Il se passe quelque chose au Texas. Ce bastion républicain pourrait basculer à gauche pour la première fois depuis trente ans lors des traditionnelles élections de mi-mandat auxquelles l’avenir politique de Donald Trump semble désormais suspendu. Un reportage depuis Houston où le candidat démocrate mène une campagne populiste remarquée et particulièrement riche en enseignements. Par politicoboy (@PoliticoboyTX).


Houston, samedi 11 août. Malgré la chaleur écrasante et les prévisions orageuses, ils se sont déplacés par centaines pour rencontrer le candidat démocrate au poste de sénateur du Texas.  Les rues de South Side, cette banlieue défavorisée de Houston, débordent de voitures arborant des autocollants à lettres blanches sur fond noir, formant un message simple et limpide : « Beto for Senate ». Au détour d’un pâté de maisons sinistré par le passage de l’ouragan Harvey douze mois plus tôt, la silhouette élancée du natif d’El Paso apparait à notre vue. Beto O’Rourke, impeccable dans son pantalon de costar et sa chemise entre ouverte, précède une longue file de sympathisants venus lui serrer la main. Arborant un franc sourire, il prend le temps d’échanger quelques mots avant de se prêter à l’incontournable rituel du selfie.

Un barbecue texan fume des viandes low and slow au côté d’une grande tente sous laquelle des bénévoles encouragent les passants à s’inscrire sur les listes électorales. Un foodtruck propose des tacos à ceux qui ne souhaitent pas profiter du barbecue offert contre une adresse email ou un numéro de téléphone. À l’entrée du vieux théâtre de quartier reconverti en QG de campagne, on se presse pour pénétrer dans la salle principale où Beto doit débuter son discours d’une minute à l’autre.

Le pari fou de Beto O’Rourke

Au lieu de se présenter dans sa circonscription d’El Paso pour une réélection assurée, Beto O’Rourke s’est lancé un défi colossal : contester le siège de Sénateur de l’État du Texas. Son adversaire n’est autre que Ted Cruz, le finaliste malheureux des primaires du parti républicain face à Donald Trump.

Beto démarre avec un triple handicap : inconnu au-delà de sa circonscription, il affronte un candidat sortant jouissant d’une reconnaissance nationale, dans un État caricaturalement conservateur. Malgré l’évolution démographique qui devrait rendre le contrôle du Texas plus contesté, Donald Trump a facilement remporté cet État avec 10 points d’avance sur Hillary Clinton.

Le retard accusé par Beto O’Rourke dans les tout premiers sondages publiés en 2017 respectait cet ordre de grandeur, mais il serait désormais quasiment comblé.

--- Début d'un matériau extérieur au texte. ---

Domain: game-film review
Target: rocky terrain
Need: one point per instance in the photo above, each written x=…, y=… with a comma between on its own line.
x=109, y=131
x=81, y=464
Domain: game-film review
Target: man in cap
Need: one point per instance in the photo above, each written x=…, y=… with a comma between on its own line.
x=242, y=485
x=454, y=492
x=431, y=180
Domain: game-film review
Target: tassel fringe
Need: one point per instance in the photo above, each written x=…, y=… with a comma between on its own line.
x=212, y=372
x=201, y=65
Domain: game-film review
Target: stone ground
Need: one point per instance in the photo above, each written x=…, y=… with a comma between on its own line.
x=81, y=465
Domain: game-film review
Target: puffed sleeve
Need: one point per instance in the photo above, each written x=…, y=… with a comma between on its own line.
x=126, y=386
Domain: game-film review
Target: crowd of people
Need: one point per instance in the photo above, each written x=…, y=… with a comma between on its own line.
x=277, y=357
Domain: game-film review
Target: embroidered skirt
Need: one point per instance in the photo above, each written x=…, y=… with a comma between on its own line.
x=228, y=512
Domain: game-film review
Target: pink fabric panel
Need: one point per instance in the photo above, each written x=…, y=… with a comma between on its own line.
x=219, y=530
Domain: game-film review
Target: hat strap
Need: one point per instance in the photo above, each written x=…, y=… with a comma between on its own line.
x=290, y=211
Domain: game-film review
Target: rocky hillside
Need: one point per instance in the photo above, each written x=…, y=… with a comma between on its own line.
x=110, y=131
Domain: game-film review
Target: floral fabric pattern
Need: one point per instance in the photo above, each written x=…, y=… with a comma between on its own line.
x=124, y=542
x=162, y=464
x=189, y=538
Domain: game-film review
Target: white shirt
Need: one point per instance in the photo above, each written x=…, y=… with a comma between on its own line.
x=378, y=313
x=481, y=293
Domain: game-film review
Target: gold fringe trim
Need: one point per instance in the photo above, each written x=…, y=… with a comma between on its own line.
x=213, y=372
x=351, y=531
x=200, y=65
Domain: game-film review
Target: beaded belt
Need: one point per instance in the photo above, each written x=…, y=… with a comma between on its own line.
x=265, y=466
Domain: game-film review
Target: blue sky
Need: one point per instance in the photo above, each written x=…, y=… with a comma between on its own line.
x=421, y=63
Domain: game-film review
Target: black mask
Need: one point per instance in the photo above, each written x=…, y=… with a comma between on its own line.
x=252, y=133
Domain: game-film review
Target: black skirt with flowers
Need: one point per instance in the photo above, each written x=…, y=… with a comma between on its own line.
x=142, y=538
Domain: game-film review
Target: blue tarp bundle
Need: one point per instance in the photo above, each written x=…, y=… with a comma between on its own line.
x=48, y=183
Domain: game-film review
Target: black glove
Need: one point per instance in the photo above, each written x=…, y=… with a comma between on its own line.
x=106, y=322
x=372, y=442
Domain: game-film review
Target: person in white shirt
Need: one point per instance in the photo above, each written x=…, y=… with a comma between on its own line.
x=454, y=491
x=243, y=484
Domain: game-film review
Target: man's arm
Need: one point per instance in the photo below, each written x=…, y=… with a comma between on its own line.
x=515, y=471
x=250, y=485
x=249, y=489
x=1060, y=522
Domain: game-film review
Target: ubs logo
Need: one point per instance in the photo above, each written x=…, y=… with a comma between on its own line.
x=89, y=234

Un signe ne trompe pas : depuis quelques semaines, le camp républicain panique. L’impensable devient possible. Pour la première fois depuis trente ans, un démocrate pourrait s’imposer au Texas.

Une campagne populiste inspirée par Bernie Sanders

Beto O’Rourke reprend à son compte les principaux ingrédients du succès de Bernie Sanders. Tout comme lui, il refuse les financements privés (à l’exception des dons individuels plafonnés), là où son adversaire aligne des dizaines de millions de dollars de contributions en provenance des « super PACs », ces groupes d’influence alimentés par les multinationales, lobbies et milliardaires. Beto peut ainsi promouvoir un programme ambitieux, où l’on retrouve les principaux marqueurs de la plateforme « populiste » de la gauche américaine. Il milite pour une assurance maladie universelle et publique, le fameux « medicare for all » proposé par Bernie Sanders et taxé « d’irréaliste » par Hillary Clinton. Il place la question des salaires et de l’emploi au cœur de son discours, et défend une politique volontariste pour le contrôle des armes à feu, l’accès à l’éducation et la lutte contre le réchauffement climatique.

Au Texas, centre névralgique de l’industrie pétrolière où les armes à feu et les pick up trucks font partie intégrante du style de vie local, les stratèges démocrates se seraient opposés catégoriquement à un tel discours.

Comparant sa campagne électorale à ses jeunes années de musicien dans un groupe de Punk/Rock amateur, Beto O’Rourke assume une approche instinctive qui rappelle la méthode déployée par François Ruffin en 2017. Le  candidat démocrate privilégie le terrain, encourage le porte-à-porte et multiplie les « town hall », ces séances publiques de questions-réponses. Il a mis un point d’honneur à visiter en camionnette chacun des 254 comtés de ce gigantesque territoire grand comme la France et la Belgique, s’arrêtant dans des villages où plus aucun homme politique ne se rend. Que ce soit devant plusieurs milliers d’étudiants à Austin, ou une douzaine de retraités à Luckenbach, il martèle le même message. « Nous avons besoin d’un système de santé, d’un système éducatif et d’une économie qui fonctionnent pour tous les Texans, pas seulement pour les 1 % ».

Son discours rappelle le populisme de gauche au sens de Laclau. Cherchant à définir un « nous » contre un « eux », il fustige les puissances financières qui soutiennent son adversaire.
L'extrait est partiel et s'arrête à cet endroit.